Gelijke premie voor alle deelnemers
De nieuwe pensioenovereenkomst zal een premieovereenkomst zijn. Iedere deelnemer krijgt een persoonlijk pensioenvermogen, waaraan premies en positief of negatief rendement worden toegevoegd. Ook kunnen collectieve buffers worden gevormd om de schokken in het pensioenvermogen te beperken. Dit is afhankelijk van het type premieregeling.
De jaarlijkse premie-inleg zal fiscaal gemaximeerd worden op 30% van de pensioengrondslag. Dit percentage staat vast tot en met 2035 en zal dan mogelijk herzien worden als gevolg van de dan geldende rendementsverwachtingen. Alle deelnemers hebben recht op hetzelfde premiepercentage van ten hoogste 30%, ongeacht hun leeftijd.
Nabestaandenpensioen
Een van de wijzigingen in het nabestaandenpensioen is de uniformering van het partnerbegrip, dat voor ongehuwd samenwonenden nu nog per regeling kan verschillen. Daarnaast kan er een wezenpensioen zijn.
De hoogte van het partnerpensioen wordt uitgedrukt in een percentage van het pensioengevend loon en bedraagt maximaal 50% daarvan. Het wezenpensioen eindigt uiterlijk op 25 jaar en bedraagt maximaal 20% van het pensioengevend loon (volle wezen 40%).
Het partner- en wezenpensioen bij overlijden voor de pensioendatum is in de nieuwe pensioenregeling altijd verzekerd op risicobasis. Dat betekent dat een deelnemer geen pensioenaanspraken voor partner- of wezenpensioen opbouwt, maar dat een uitkering is verzekerd in het geval van overlijden van de deelnemer. Deze verzekering geldt dus niet voor de gewezen deelnemers. Op de pensioendatum kan het pensioenvermogen gebruikt worden voor aankoop van een ouderdomspensioen en een partnerpensioen voor overlijden na de pensioendatum.

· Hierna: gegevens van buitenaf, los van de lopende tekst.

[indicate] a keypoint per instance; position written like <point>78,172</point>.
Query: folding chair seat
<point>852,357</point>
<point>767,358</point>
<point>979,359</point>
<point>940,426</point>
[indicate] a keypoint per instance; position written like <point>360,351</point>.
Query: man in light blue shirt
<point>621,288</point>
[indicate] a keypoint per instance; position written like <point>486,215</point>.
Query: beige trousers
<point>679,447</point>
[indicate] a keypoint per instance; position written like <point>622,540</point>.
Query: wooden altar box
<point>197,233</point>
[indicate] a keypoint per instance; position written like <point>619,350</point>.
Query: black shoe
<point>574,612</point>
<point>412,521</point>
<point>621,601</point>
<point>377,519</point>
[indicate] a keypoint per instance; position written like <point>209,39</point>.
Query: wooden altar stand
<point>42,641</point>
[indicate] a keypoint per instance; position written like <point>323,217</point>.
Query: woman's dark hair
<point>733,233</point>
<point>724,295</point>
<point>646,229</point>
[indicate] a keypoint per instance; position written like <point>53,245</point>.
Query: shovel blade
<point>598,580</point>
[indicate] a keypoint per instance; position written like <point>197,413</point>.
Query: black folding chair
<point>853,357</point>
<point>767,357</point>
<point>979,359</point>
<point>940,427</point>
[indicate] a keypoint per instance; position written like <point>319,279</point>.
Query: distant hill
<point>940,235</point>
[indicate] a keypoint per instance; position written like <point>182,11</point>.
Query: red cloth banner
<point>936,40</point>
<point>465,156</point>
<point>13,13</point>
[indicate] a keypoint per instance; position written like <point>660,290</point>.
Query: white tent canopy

Overgangsregeling partnerpensioen
Degene die voor de overgang naar de nieuwe pensioenregeling partner is en gerechtigd is tot een aanspraak op partnerpensioen, blijft ook na deze overgang gerechtigd tot die aanspraak. Hetzelfde geldt voor wezenpensioen op opbouwbasis. Hoe deze aanspraken precies moeten worden behouden in de nieuwe pensioenadministratie is iets dat nog verder moet worden uitgewerkt.

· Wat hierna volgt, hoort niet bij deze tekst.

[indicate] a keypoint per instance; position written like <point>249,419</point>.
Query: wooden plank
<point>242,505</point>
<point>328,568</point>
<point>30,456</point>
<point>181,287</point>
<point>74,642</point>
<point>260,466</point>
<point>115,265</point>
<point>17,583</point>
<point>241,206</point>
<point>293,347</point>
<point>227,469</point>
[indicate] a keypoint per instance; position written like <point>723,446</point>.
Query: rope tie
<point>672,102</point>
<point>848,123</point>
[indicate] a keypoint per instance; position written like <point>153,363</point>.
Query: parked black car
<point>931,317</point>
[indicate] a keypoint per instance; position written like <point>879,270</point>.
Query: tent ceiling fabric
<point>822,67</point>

Wetsvoorstel uitkering ineens
Al in 2021 heeft het parlement ingestemd met de Wet bedrag ineens, RVU en verlofsparen. Onderdeel daarvan was dat een deelnemer aan een pensioenregeling het recht krijgt om bij pensioeningang maximaal 10% van de waarde van zijn aanspraken op ouderdomspensioen ineens te kunnen ontvangen. De pensioenuitvoerder moet daaraan meewerken.
Bij de behandeling van het wetsvoorstel bleek dat het voor het netto te ontvangen bedrag verschil maakt in welke maand een deelnemer AOW-gerechtigd wordt. De AOW-datum is vaak de datum waarop het ouderdomspensioen ingaat en daarmee ook de datum waarop het bedrag ineens ontvangen wordt. Wie in januari AOW-gerechtigd wordt, betaalt in het jaar van AOW-ingang (en daarmee van het bedrag ineens) minder inkomstenbelasting/premies volksverzekeringen dan iemand die later in het kalenderjaar AOW-gerechtigd wordt.

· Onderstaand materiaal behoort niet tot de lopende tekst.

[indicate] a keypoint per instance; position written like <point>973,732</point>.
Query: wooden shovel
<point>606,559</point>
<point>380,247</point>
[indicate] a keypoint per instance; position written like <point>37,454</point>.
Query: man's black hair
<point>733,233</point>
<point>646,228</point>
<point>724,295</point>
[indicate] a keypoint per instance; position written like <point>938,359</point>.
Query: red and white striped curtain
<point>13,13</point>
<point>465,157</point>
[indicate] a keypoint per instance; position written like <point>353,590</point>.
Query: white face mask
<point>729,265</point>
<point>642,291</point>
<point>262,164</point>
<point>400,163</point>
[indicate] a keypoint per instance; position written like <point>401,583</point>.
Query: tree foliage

Om die verschillen teniet te doen, wilde de Tweede Kamer dat de wet wordt aangepast: deelnemers moesten de mogelijkheid krijgen om de uitkering van 10% uit te stellen tot in het jaar na het jaar van AOW-ingang. Het wetsvoorstel is in 2022 ingediend bij de Tweede Kamer. Uitstel van de uitkering van het bedrag ineens is mogelijk voor wie met pensioen gaat in de maand waarin de AOW ingaat of in de eerste van maand van het jaar volgend op de ingang van de AOW.
Volgens het voorstel krijgt de gepensioneerde die gebruikmaakt van de uitstelmogelijkheid vanaf pensioeningang 90% van de reguliere uitkering. In januari van het jaar volgend op de AOW-datum ontvangt hij naast die 90% ook de waarde van 10% van het ouderdomspensioen op de pensioeningangsdatum. Als de gepensioneerde overlijdt voordat het bedrag ineens wordt uitbetaald, vervalt dat bedrag aan de pensioenuitvoerder. De gepensioneerde krijgt postuum een aanvulling op de pensioenuitkeringen van 90%: de ‘ontbrekende 10%’ wordt dan nabetaald over de maanden tot aan het overlijden. Dit komt ten goede aan de erfgenamen.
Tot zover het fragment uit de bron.